Scientists can use more-modem tools and tests than a simple smell check to aid in their verification of a sample. Nuclear magnetic resonance (NMR) spectroscopy uses the magnetic properties of nuclei such as hydrogen or carbon to characterize different substances. The chemical environment of the nuclei influences their interaction with a magnetic field, as registered by what is called the chemical shift. The result is a spectrum of frequencies, reflecting the array of chemical species present in the material. This creates a sort of fingerprint for each compound in the sample.
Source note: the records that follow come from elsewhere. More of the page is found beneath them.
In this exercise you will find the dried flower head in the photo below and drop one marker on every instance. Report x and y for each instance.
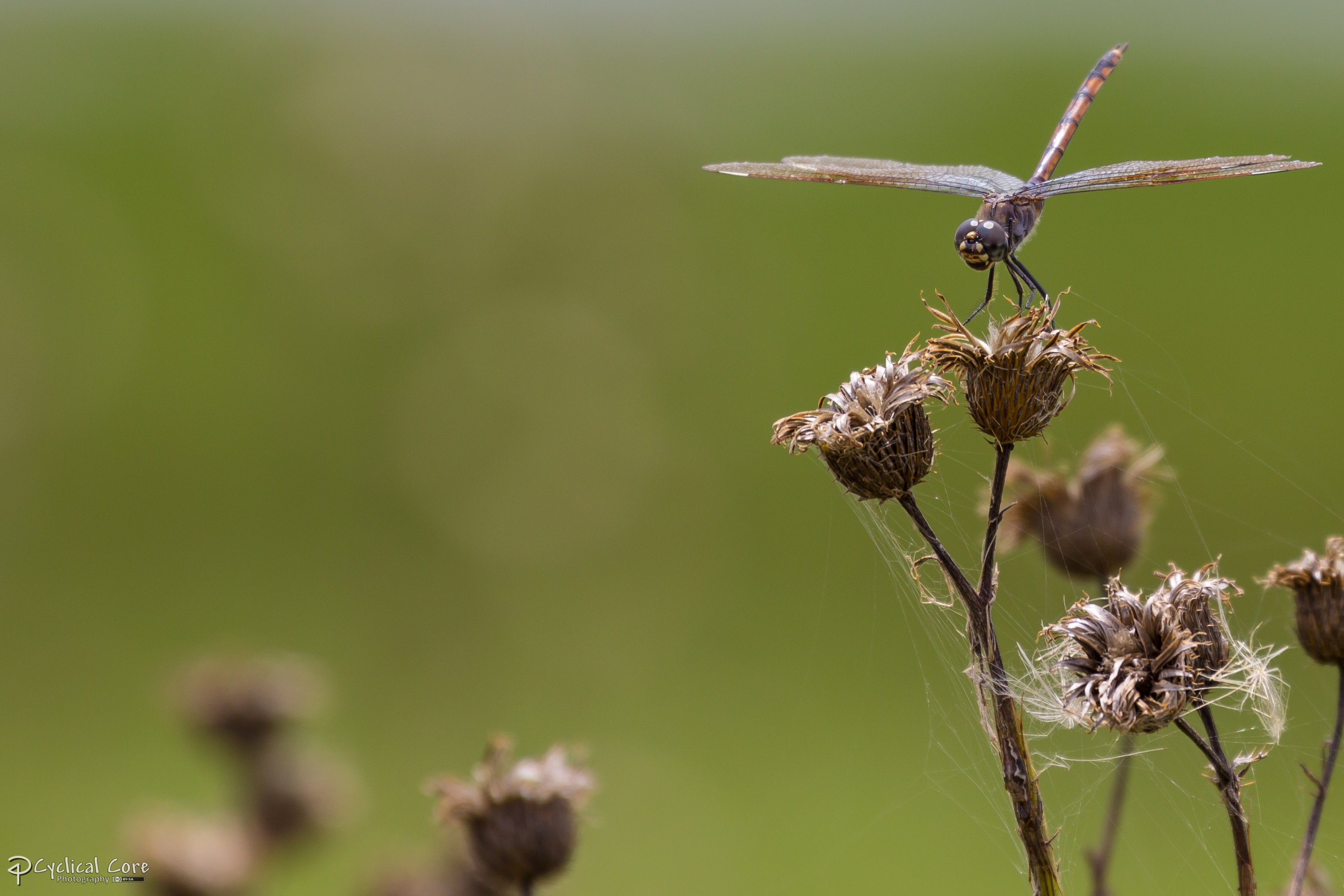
(1318, 585)
(1195, 599)
(297, 793)
(1132, 659)
(245, 702)
(874, 433)
(521, 817)
(1015, 381)
(193, 855)
(1093, 523)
But not all amber is the same. Deposits are found in several regions around the world and likely from more plant families than currently known from the fossil record. Therefore it's necessary to create NMR catalogs of many different kinds of amber. Besides helping to discern true from spurious samples, such a library has the added advantage of possibly indicating what kind of tree the amber may have come from, which could give us a better idea of the prehistoric landscape.
But to tell what tree amber came from, we may need to have something to compare it with as a starting point. Our approach has been to start with the exudates that modern plants ooze. There is no comprehensive library that relates NMR signatures to the taxonomy of modern plants that produce exudates. For the past 10 years, one of us (Santiago-Blay) has been amassing samples from all kinds of plants. We have now begun to outline the chemical picture of these gathered specimens of plant exudates.